Lactose is commonly found in dairy foods, such as cow’s milk, acidophilus milk, buttermilk, yogurt, cheeses (including American, Swiss, bleu, and Parmesan cheeses), cream, cream cheese, sour cream, ice cream, sherbet, and half-and-half. It can also be found in the following products:

• Bread and other baked goods
• Ready-to-eat breakfast cereals
• Breakfast and meal-replacement beverages
• Instant potatoes and soups
• Non-kosher lunch meats
• Salad dressings
• Candies and snack foods
• Pancake, brownie, cookie, and muffin mixes

Dietary supplements, over-the-counter antacid and other medications, and birth control pills can also contain lactose.

Reading ingredient lists on foods, beverages, dietary supplements, and prescription medication packages is essential to determine which items contain lactose (although amounts will vary). If any of the following are listed on the ingredients list, the product contains lactose. However, keep in mind that you do not need to avoid all lactose, just large amounts.

You can experiment with different amounts of lactose-containing foods and beverages, especially nutrient-dense options from the Milk category (including low-fat milk and yogurt). If you know you can’t tolerate the amounts of such foods recommended in MyPyramid, be sure to include key nutrients found in milk (including calcium, vitamin D, riboflavin, and protein) from other dietary sources to meet your daily nutrient needs. Alternatively, you can discuss supplements with your physician or a registered dietitian.

You can also pair small amounts of lactose-containing foods with foods rich in fiber or protein, which slows digestion, enhancing lactose absorption.

Although “lactose-free” or “lactose-reduced’ milk (such as Lact-Aid) and other dairy products are available, these terms are not officially defined by the FDA. Nevertheless, such products can help you reduce your overall lactose consumption by replacing similar lactose-containing foods and beverages.

Lactase enzymes are also sold as chewable tablets or pills (capsules); you can take these right before you consume lactose-containing foods and beverages to help your body better digest and absorb the lactose and avoid adverse symptoms.
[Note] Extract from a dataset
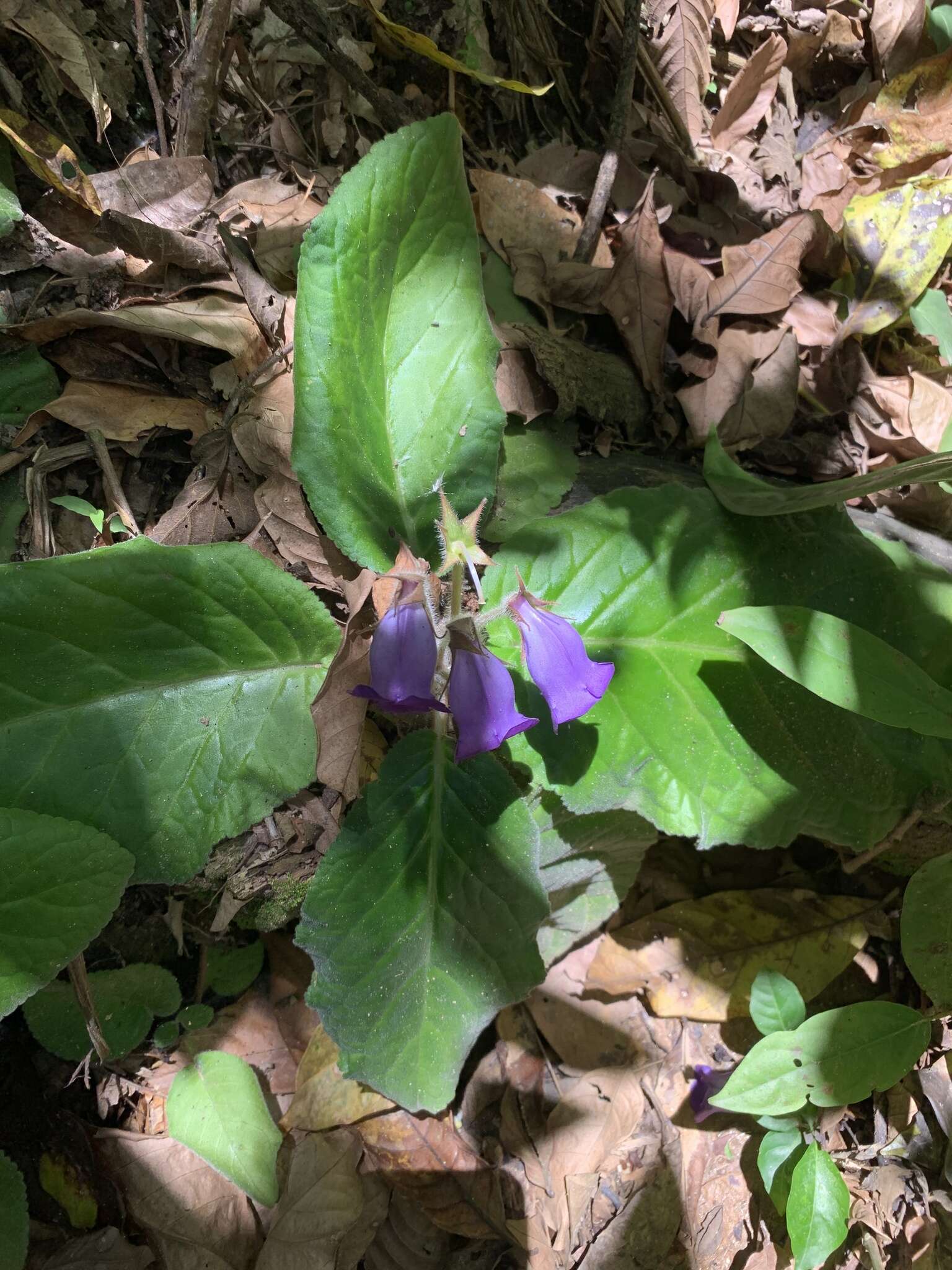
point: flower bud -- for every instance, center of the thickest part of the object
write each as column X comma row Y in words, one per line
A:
column 557, row 659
For children or infants with lactose intolerance, calcium-fortified soy milk or rice milk can substitute for cow’s milk.

Lactase is an enzyme (a protein) that breaks down lactose (the sugar in milk and milk products) into glucose and galactose.

Celiac disease is an inherited condition in which gluten – a protein found in grains such as wheat, barley, and rye – cannot be digested.

Crohn’s disease is a chronic inflammatory bowel disease that involves the small or large intestine that can cause diarrhea, malabsorption, and other symptoms.

A lactose tolerance test is one of several tests used to detect lactose intolerance in adults. It measures the ability of your intestines to break down lactose, the sugar found in milk and other dairy products. Multiple blood tests are taken before and after consuming a lactose-containing solution.

A hydrogen breath test is one of several tests used to detect lactose intolerance in adults. It measures how much hydrogen you breathe out and is a noninvasive test commonly used to detect lactose intolerance. Increased hydrogen levels indicate the body is adequately breaking down and absorbing lactose.

A stool acidity test is one of several tests used to detect lactose intolerance in children. It measures how acidic a stool sample is after ingesting a small amount of lactose.